A l’instar de la grande muette, pour laquelle l’état-major fait profil bas depuis le scandale de l’affaire Ergenekon qui continue d’éclabousser le paysage médiatique turc, les Kurdes se sont fait étonnamment discrets, à l’évidence peu enclins a se jeter à bras ouverts dans une mêlée hétéroclite déjà investie par des militants kémalistes du CHP et des ultranationalistes du MHP.  Toutefois, c’est depuis son île prison d’Imrali, que le petit-père des Kurdes  a salué le 7 juin le mouvement de Taksim, parlant de véritable ‘rupture’ tout en mettant en garde des risques d’instrumentalisation nationaliste et des menaces de cabales fomentées par la vieille garde kémaliste qui n’attend qu’une occasion pour se venger de l’AKP.

Tout porte à croire que l’épisode du parc Gezi tombe comme un cheveu dans la soupe, car il  compromet sérieusement les chances de parvenir à bout du processus de réconciliation nationale orchestré par R. T. Erdogan, les partis d’opposition de droite demeurant plus hostiles que jamais à tout accord de paix avec le PKK. 

Conclusion

En imposant par la force l’ordre sur la place publique, le Premier ministre turc a remporté une victoire à la Pyrrhus. Combien même son image d’ouverture a été écornée auprès des observateurs étrangers, son capital de popularité, quoique ébranlé par les débordements policiers, demeure intact auprès de sa base électorale (50%) plus stable que jamais.

Sortie renforcée du bras de fer, la société civile qui avait entamé une mue décisive à la fin des années 1990 semble avoir le vent en poupe sans pour autant traduire l’expression de la vox populi dans une force structurée, capable d’offrir une alternative politique crédible à l’Etat AKP. Signe encourageant, elle a pu maîtriser sa communication et fait preuve d’habilité au cours de ces dernières semaines à s’adapter au contexte, parfois tournant au ridicule l’archaïsme de l’élite islamo-paternaliste.

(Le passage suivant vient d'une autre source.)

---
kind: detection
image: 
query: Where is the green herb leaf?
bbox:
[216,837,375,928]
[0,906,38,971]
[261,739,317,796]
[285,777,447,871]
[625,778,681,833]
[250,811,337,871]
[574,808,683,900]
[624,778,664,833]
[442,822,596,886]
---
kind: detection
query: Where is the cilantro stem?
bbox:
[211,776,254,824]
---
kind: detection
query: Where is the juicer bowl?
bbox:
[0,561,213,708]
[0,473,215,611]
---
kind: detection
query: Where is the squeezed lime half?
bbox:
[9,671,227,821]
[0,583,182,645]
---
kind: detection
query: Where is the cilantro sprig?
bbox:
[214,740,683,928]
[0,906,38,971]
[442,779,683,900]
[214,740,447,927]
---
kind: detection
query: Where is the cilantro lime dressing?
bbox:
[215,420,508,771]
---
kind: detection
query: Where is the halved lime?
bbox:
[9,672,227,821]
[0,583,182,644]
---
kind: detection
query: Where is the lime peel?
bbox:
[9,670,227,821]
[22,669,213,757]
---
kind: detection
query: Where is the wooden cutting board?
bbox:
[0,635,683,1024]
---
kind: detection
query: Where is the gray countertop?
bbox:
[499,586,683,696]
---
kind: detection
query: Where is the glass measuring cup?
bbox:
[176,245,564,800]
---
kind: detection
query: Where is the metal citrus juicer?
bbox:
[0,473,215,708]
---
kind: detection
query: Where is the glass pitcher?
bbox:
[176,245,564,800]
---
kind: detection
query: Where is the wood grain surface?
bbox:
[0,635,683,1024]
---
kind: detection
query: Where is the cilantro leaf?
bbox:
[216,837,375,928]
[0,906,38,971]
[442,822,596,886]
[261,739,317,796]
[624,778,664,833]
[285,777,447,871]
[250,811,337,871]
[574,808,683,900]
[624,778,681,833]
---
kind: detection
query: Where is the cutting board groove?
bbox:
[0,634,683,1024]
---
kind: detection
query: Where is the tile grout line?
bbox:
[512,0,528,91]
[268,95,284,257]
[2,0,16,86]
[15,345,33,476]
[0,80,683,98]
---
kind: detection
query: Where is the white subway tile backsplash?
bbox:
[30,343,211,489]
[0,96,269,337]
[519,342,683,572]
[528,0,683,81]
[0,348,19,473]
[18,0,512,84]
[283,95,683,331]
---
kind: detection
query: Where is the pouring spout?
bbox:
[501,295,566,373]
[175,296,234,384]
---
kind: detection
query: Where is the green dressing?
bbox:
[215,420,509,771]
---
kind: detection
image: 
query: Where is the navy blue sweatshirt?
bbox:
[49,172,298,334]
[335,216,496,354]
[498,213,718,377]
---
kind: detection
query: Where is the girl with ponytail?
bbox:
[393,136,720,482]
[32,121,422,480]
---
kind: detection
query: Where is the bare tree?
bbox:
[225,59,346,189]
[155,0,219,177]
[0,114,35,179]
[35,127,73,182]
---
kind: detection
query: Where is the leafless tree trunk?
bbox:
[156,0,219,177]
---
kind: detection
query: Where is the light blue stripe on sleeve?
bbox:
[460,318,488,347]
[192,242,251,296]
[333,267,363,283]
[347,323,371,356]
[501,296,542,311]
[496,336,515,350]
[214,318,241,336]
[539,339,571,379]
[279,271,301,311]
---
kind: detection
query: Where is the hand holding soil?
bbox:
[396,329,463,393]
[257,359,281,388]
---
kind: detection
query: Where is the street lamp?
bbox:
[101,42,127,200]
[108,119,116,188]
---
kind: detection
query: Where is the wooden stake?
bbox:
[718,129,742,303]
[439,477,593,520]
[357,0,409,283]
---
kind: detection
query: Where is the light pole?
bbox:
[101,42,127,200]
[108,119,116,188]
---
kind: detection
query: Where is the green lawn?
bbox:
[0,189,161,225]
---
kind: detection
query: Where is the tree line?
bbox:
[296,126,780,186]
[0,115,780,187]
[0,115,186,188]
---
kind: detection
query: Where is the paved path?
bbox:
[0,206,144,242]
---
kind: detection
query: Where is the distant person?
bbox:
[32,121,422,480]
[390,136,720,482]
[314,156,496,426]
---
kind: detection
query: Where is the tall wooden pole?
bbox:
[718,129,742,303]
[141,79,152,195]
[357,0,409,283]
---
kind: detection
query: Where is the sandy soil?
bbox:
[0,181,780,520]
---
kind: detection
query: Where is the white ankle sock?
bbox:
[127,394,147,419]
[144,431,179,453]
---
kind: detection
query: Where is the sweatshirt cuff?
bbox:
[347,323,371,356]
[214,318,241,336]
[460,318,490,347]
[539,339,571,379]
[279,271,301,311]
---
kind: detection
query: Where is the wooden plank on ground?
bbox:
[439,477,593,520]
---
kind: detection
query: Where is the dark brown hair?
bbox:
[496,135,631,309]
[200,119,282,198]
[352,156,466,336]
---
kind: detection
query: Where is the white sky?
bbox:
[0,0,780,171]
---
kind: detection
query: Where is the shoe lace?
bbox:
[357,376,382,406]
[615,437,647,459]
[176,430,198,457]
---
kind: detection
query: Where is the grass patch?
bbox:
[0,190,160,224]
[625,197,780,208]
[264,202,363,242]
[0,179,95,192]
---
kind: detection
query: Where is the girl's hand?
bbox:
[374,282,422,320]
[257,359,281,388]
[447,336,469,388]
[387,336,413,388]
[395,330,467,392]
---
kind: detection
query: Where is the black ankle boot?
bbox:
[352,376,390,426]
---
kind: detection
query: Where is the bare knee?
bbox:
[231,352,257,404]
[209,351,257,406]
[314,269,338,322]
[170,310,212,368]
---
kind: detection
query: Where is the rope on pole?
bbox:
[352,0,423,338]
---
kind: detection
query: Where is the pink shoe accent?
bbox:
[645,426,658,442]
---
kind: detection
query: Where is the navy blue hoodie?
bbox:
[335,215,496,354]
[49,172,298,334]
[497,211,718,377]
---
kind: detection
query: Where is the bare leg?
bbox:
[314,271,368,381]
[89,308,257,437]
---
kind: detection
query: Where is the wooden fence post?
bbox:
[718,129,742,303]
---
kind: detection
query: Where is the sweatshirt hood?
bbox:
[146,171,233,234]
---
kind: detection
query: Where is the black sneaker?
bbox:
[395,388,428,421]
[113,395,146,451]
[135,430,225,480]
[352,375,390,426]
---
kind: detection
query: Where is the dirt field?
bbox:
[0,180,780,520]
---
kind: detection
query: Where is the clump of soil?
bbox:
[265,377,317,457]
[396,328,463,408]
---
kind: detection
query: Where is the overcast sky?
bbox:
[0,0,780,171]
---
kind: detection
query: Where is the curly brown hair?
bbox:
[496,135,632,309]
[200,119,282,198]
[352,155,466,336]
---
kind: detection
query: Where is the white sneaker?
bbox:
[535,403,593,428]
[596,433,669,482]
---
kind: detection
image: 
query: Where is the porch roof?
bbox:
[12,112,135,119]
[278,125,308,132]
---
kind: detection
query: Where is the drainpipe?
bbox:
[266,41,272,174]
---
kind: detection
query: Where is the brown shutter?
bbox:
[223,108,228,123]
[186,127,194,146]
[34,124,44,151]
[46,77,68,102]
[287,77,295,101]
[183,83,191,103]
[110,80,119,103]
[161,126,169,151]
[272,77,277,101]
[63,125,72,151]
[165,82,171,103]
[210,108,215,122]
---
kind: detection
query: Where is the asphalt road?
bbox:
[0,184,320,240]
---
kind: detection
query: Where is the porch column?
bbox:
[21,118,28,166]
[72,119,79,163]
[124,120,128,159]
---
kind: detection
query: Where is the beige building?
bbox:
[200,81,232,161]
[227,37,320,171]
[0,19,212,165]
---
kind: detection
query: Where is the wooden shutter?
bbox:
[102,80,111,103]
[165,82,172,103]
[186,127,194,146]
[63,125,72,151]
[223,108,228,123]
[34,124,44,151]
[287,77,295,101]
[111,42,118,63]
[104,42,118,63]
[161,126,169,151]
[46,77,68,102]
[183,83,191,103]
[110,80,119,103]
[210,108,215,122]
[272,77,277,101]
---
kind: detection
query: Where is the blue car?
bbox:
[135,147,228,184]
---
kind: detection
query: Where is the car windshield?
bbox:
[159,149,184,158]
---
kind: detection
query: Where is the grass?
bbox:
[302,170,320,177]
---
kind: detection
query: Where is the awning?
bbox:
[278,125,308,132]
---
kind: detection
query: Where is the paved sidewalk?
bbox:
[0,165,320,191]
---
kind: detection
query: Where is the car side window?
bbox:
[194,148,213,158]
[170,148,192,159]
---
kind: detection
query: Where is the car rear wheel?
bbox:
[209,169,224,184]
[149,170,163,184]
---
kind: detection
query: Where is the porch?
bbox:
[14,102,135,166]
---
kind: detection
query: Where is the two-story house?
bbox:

Parti d’un problème environnemental, le mouvement n’a pu toutefois fédérer autour de la question écologique.

De son côté l’opinion publique turque se voit lassée du libéralisme outrancier, de la mercantilisation  à outrance des espaces publics qui n’est pas sans rappeler le fragile contrat social imposé par l’ex- dictateur tunisien  sur la base du « taisez-vous et consommez ».

Face à une inexorable détérioration de l’état de santé du Premier ministre, il y a fort à parier que le Président Abdullah Gul (jusqu’à présent garant de l’unité nationale) attende sagement son heure pour récolter les raisins de la colère. Plus que jamais, l’édifice AKP a montré ses fissures, c’est donc probablement d’une lutte de pouvoir au sein-même de ce Parti Etat que l’ombre d’un changement pourra surgir à court ou moyen terme.

 

 

 

 


[1] 15 à 20 millions de personnes tenant d’une branche minoritaire de l’islam aujourd’hui largement discriminée. Ils ont vécu comme un affront l’inauguration du pont Yavuz Selim baptisé du nom du Sultan grand massacreur des leurs.